Imaginé a Malraux, en ese momento, como otro momento: el del verbo. El verbo de Indochina y las novelas abanderadas de ficción con reportaje, el militante de izquierda del Frente Popular, el combatiente de la guerra de España, el resistente contra la ocupación nazi de Francia, el ministro de De Gaulle, el dialogante con Nehru y Mao, el reanimador del arte antiguo de México y Egipto. En fin, el hombre nervioso, brillante, acaso nostálgico de la juventud y la belleza quien, al levantarnos de la mesa esa tarde fría de diciembre de 1976, me dijo:
Usted es mi cómplice.
Para Malraux, todo arte era reencarnación. La creación era más importante que la perfección. Sentía remordimiento de ser él mismo. El destino sólo tiene un lugar. La conciencia. La valentía no es más que un sentimiento de invulnerabilidad. Es un error pensar en la obra política como obra de arte. La cultura es el conjunto de formas que han sido más fuertes que la muerte. Más allá de lo verdadero y lo falso está lo vivido.

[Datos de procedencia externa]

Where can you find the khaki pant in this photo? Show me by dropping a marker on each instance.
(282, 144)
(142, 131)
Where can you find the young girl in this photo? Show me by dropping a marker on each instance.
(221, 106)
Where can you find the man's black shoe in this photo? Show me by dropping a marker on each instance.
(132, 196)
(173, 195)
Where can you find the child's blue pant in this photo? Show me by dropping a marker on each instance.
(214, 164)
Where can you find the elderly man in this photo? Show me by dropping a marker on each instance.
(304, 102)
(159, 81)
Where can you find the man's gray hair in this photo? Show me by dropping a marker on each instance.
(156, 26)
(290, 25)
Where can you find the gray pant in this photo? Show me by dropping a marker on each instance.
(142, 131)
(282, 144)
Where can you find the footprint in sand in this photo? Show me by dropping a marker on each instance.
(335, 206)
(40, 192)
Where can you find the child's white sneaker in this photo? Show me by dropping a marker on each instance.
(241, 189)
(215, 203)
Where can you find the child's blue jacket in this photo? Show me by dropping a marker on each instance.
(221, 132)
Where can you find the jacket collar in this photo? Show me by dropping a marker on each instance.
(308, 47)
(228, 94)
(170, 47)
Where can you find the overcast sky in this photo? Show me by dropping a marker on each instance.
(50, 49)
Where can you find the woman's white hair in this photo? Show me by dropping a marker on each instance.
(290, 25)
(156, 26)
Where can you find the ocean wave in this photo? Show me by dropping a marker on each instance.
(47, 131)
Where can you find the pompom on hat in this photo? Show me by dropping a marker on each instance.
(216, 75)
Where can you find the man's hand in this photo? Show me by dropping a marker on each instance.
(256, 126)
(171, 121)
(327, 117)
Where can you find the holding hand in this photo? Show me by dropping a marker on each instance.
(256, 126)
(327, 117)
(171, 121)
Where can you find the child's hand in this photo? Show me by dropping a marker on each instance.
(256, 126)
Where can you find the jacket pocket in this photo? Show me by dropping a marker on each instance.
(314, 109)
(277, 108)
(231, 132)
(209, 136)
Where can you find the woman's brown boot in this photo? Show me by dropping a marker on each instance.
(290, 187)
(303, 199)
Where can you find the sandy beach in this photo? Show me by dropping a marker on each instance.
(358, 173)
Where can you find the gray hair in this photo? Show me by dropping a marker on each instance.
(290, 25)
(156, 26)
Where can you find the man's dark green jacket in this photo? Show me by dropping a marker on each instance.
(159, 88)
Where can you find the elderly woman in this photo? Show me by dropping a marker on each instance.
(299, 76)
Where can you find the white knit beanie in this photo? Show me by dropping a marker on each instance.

Soy un agnóstico ávido de trascendencia que aún no recibe su revelación.
Novelas que son memorias, memorias que son ficción, política sin estética, estética sin política, aventura que es acción, acción que es a la vez realidad e idea de la realidad…
Podríamos citar sin descanso al Malraux fabricante de frases célebres y de ideas incitantes. Pero sólo lo haríamos a expensas de una obra en que la memoria miente para ser ficción y la ficción, según lo acostumbra, se vuelve verdad. Dijo de Lawrence de Arabia: “Parecía apartado de todo lo que, para la mayor parte de los hombres, constituye la vida misma. Era uno de esos hombres que han preferido una parte de lo divino, haciendo de ello su uniforme, su sotana invisible”.
¿Convienen esas palabras de Malraux sobre Lawrence al propio Malraux? Acaso Malraux las supera en el sentido de que quiso ser, sólo que a un nivel estético, lo que fue Lawrence a un nivel político. Y lo obtuvo a veces, en España, con la Resistencia. Sólo que Malraux también tuvo algo que la “santidad” misma de Lawrence no admitiría: la contradicción, no diabólica, sino humana, a los valores propuestos por el propio Malraux.
¿Éramos, por ese motivo, como me llamó un día, “cómplices”?
Palabras misteriosas que nunca acabé de entender, ni siquiera, el día que amaneció con la muerte de Malraux el 23 de noviembre de 1976. No se habla de una ceremonia fúnebre nacional. Llamo a mi amiga, la ministra de Cultura de Francia, Françoise Giroud.
Malraux merece un homenaje nacional —le digo.
Las banderas del Ministerio están a media asta— me contesta.
¿Y la ceremonia? —insisto.
Quiso ser enterrado en su pueblo, Verrieres-le-Buisson.
¿Y el homenaje nacional? —insisto.
Cuando al fin, en 1996, las cenizas del escritor fueron trasladadas al Panteón, el presidente Jacques Chirac, como suele suceder en estas ocasiones, le habló de “usted” —que no de tú— a Malraux.
Es usted el hombre de la inquietud, de la búsqueda, el hombre que abre su propio camino…
Con menos oratoria, con más certeza, Paul Morand había dicho desde los años treinta:
Malraux es el único suicida vivo.
Malraux, menos pragmático, más ingenioso, sólo nos preguntó:
¿Por qué no aceptar a Dios como un pintor moderno?
Hugh Thomas tuvo la última palabra:


 “André Malraux fue el Byron de su época”.